Tomczyk said the ordinance is directed toward residents who are feeding large groups of feral cats in certain neighborhoods. She said residents are feeding groups of 20 or more cats in some areas. County officials have already been in some neighborhoods, warning residents.

“The county actually goes out and tells the neighborhood there are no feeding laws,” Tomczyk said.

Mt. Laurel is one of a number of Burlington County towns that has a shared services agreement with Willingboro for animal control. Tomczyk said out of those municipalities, Mt. Laurel is the only one without an ordinance regarding feral cat and dog feeding.

A proposed penalty for a first offense would be a warning. A second offense will impose a fine on residents. A proposed ordinance could be on council’s agenda for first reading as early as its next meeting on May 18.

Planning board to conduct study for possible redevelopment plan

Council authorized the planning board to conduct a study and determine whether two properties can be declared areas in need of redevelopment.

Both areas are locations for proposed affordable housing developments. The first, a parcel located on Moorestown-Mt. Laurel Road, is the proposed location for the next phase of the Ethel R. Lawrence Homes development. The second location, on Hainesport-Mt. Laurel Road, is the proposed location for the Connell Tract Development. Both sites are wooded and vacant.

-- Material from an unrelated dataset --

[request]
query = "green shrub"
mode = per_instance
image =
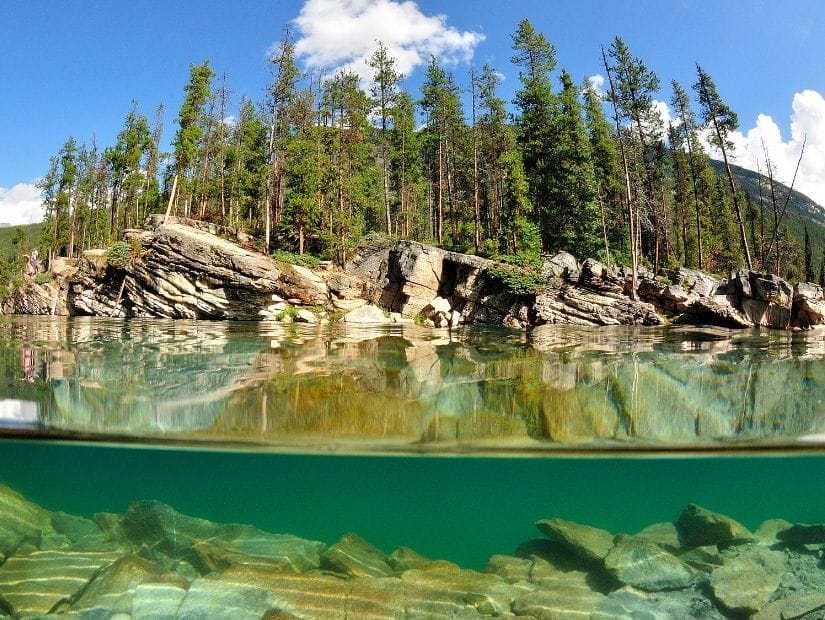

The planning board’s study will go through a set of criteria to determine if either site qualifies as an area of non-condemnation redevelopment. If it does qualify, a redevelopment plan will be created for the area.

Township manager Maureen Mitchell said regardless of the outcome, the only development allowed to occur on either site would be affordable housing.

Food vendor permit ordinance proposed

Food vendors working single events may soon be required to get a one-day license.

The township is discussing an ordinance to require food vendors brought in to work single-day events on township property to get a permit. Tomczyk said there are a number of vendors who are selling food at events such as sports tournaments without notifying the township.

The proposed ordinance would force vendors to apply for a permit with the township each time they want sell items at a park for an event. Vendors would be able to apply for a permit each time they are at the park. Vendors would also have the option to receive a yearlong permit.

“Police would do a background check, and we would check that they have a county board of health certificate,” Tomczyk said.